Deadly anti-Charlie Hebdo riots as France defends free speech
Five people were killed and churches set on fire in Niger on Saturday in fresh protests against the French weekly Charlie Hebdo's cartoon of Mohammed, as France condemned the violence and asserted its commitment to freedom of expression.
With France still reeling from last week's attacks that claimed 17 lives, jittery European countries stepped up security, with soldiers patrolling the streets of Belgium for the first time in 35 years.
But anger mounted in several Muslim countries over the satirical newspaper's caricatures of the Prophet Mohammed, with a second day of rioting erupting in Niger, a predominantly Muslim former French colony.
Around 1,000 youths wielding iron bars, clubs and axes rampaged through the Niger capital, hurling rocks at police who responded with tear gas.
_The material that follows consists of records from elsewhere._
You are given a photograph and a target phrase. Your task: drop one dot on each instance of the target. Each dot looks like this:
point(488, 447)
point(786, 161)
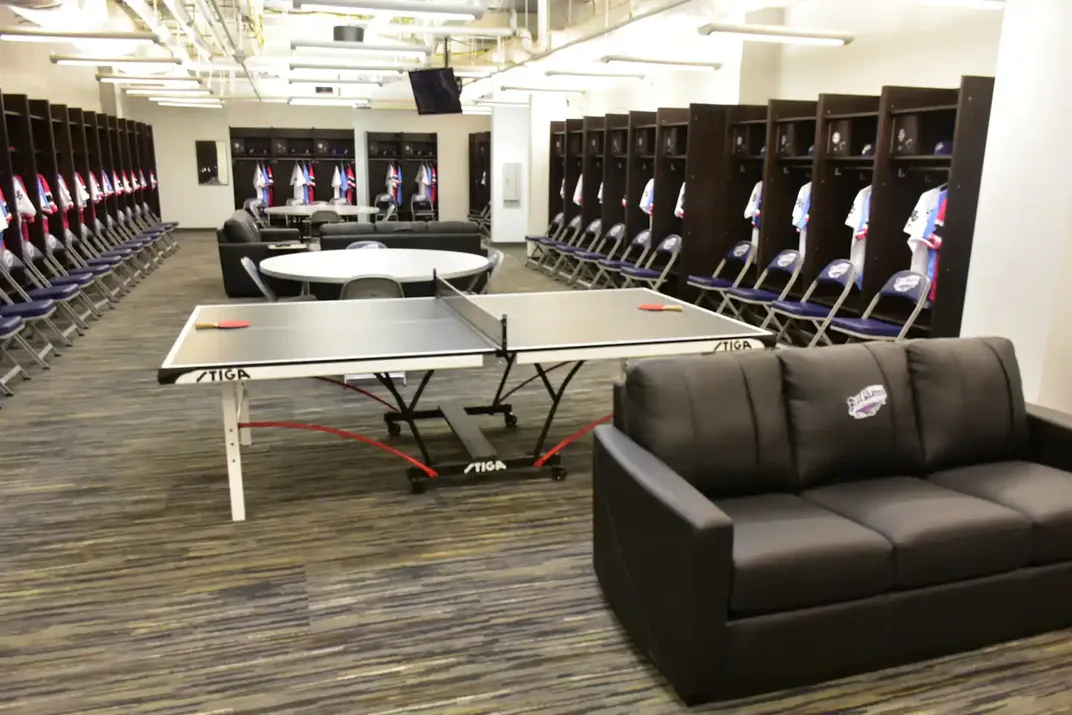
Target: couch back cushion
point(969, 401)
point(850, 413)
point(718, 421)
point(240, 228)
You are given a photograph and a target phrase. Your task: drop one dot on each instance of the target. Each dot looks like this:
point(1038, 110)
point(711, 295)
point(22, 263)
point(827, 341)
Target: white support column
point(1021, 254)
point(232, 400)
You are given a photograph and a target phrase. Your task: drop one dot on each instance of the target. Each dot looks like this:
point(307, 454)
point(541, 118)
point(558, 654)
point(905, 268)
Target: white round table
point(306, 210)
point(403, 265)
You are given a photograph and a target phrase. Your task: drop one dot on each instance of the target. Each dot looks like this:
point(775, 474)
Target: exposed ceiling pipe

At least eight churches were torched and the French embassy in Niamey urged its citizens to stay at home.
"In Niamey, the tally is five dead, all civilians," Niger's President Mahamadou Issoufou said in a speech broadcast on state television, as he appealed for calm.
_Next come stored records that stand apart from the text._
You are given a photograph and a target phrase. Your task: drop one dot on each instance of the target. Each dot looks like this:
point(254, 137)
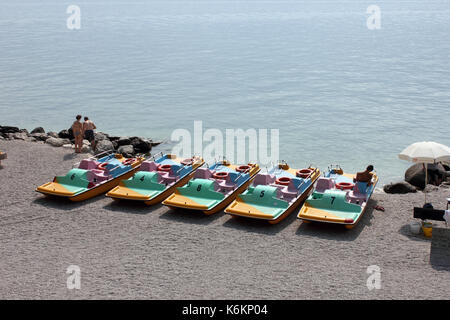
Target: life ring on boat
point(164, 167)
point(129, 162)
point(187, 162)
point(284, 181)
point(304, 173)
point(244, 168)
point(102, 166)
point(220, 175)
point(344, 185)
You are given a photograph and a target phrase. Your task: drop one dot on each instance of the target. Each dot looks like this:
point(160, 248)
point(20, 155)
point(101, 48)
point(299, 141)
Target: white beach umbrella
point(426, 152)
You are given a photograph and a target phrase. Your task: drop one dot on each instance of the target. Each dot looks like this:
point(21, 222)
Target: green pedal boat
point(275, 194)
point(157, 179)
point(213, 188)
point(338, 198)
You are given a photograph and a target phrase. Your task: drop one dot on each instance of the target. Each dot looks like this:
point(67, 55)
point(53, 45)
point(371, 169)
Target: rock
point(399, 188)
point(53, 134)
point(99, 136)
point(66, 134)
point(415, 175)
point(57, 142)
point(127, 151)
point(40, 136)
point(20, 136)
point(113, 138)
point(123, 141)
point(8, 129)
point(141, 145)
point(430, 188)
point(104, 145)
point(38, 130)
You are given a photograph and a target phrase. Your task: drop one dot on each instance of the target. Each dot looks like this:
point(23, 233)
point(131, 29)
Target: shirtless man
point(88, 129)
point(365, 176)
point(77, 129)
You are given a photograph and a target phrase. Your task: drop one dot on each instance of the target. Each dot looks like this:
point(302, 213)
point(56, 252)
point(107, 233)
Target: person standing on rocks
point(88, 129)
point(77, 129)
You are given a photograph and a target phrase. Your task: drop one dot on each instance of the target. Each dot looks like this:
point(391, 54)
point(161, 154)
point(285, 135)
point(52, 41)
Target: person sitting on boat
point(365, 176)
point(77, 129)
point(88, 128)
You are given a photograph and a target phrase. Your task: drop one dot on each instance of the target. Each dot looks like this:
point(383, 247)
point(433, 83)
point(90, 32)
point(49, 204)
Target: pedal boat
point(338, 199)
point(272, 196)
point(156, 180)
point(91, 177)
point(213, 188)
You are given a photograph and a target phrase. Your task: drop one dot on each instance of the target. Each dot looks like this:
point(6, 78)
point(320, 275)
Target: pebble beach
point(132, 251)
The death toll from riots a day earlier in Niger's second city of Zinder had climbed from four to five after a body was found "burned inside a church", he added.
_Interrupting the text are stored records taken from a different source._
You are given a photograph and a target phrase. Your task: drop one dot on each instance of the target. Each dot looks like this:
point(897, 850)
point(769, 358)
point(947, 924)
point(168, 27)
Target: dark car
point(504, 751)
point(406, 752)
French Foreign Minister Laurent Fabius condemned "the use of violence" in Niger while President Francois Hollande said France was committed to "freedom of expression", calling it "non-negotiable".
Some 15,000 people also rallied in Russia's Muslim North Caucasus region of Ingushetia against Charlie Hebdo, which depicted on its most recent cover a weeping Mohammed holding a "Je suis Charlie" sign.
There were also protests in Pakistan on Friday, and in Gaza the French cultural centre was defaced with graffiti, reading: "You will go to hell, French journalists".
In a speech, Hollande urged his compatriots not to change their habits, because "to do so would be to yield to terrorism".
A survey released Sunday however found 42 percent of French people thought publications should avoid running cartoons of Mohammed, and 50 percent favoured limiting freedom of expression on the Internet and on social networks, according to the poll for the weekly Le Journal du Dimanche.
Charlie Hebdo's chief editor has defended the cartoons, saying they safeguard freedom of religion.
"Every time we draw a cartoon of Mohammed, every time we draw a cartoon of prophets, every time we draw a cartoon of God, we defend the freedom of religion," Gerard Biard told NBC's "Meet the Press" programme.
- 'They have to be punished' -
In France, investigators were focusing on 12 people detained early Friday and questioned over "possible logistical support" they may have given to the Paris gunmen -- Islamist brothers Said and Cherif Kouachi and Amedy Coulibaly, sources said.
Neighbouring Belgium deployed troops on the streets after security forces this week smashed a suspected Islamist "terrorist" cell planning to kill police officers.
Greek anti-terror police arrested at least four people suspected of links to the dismantled jihadist cell. Among them was believed to be Abdelhamid Abaaoud, the 27-year-old alleged mastermind of the cell, who according to media reports may have been planning the foiled attacks from Greece.
In London, authorities were mulling "further measures" to protect police "given some of the deliberate targeting of the police we have seen in a number of countries across Europe and the world".
British police officers, for the most part unarmed, will reportedly be equipped with taser guns as part of reinforced security measures.
Britain will hold a meeting of the coalition against the Islamic State group on Thursday, two weeks after the Paris attacks by gunmen claiming to act on behalf of the jihadist group and Al-Qaeda.
Foreign Secretary Philip Hammond and US Secretary of State John Kerry will host the one-day talks in London to discuss progress on tackling the Islamist militants.
- Secret burial -
Said Kouachi, one of the jihadist brothers who gunned down 12 people at Charlie Hebdo's offices before being cut down by security forces in a siege, has already been buried in secret.
He was buried Friday in an unmarked grave in the northeastern city of Reims, where he lived for around two years, under heavy police protection and with a handful of family members present, according to a well-informed source.
His brother Cherif was expected to be buried soon in the Paris suburb of Gennevilliers.
Reims mayor Arnaud Robinet said he was forced by law to accept the burial but was initially opposed to the gunman being buried in his city, fearing the grave could become "a pilgrimage site for fanatics".
Said Kouachi's wife decided not to attend the burial in order to keep it secret, said her lawyer Antoine Flasaquier.
"She is now relieved that her husband has been buried with discretion and dignity," the lawyer said.
Charlie Hebdo, which has flown off the shelves in record numbers since the attacks, announced on Saturday it would extend its print run to seven million copies.
Before the assault on its Paris headquarters, Charlie Hebdo had a circulation of around 30,000, with only a handful being sold abroad.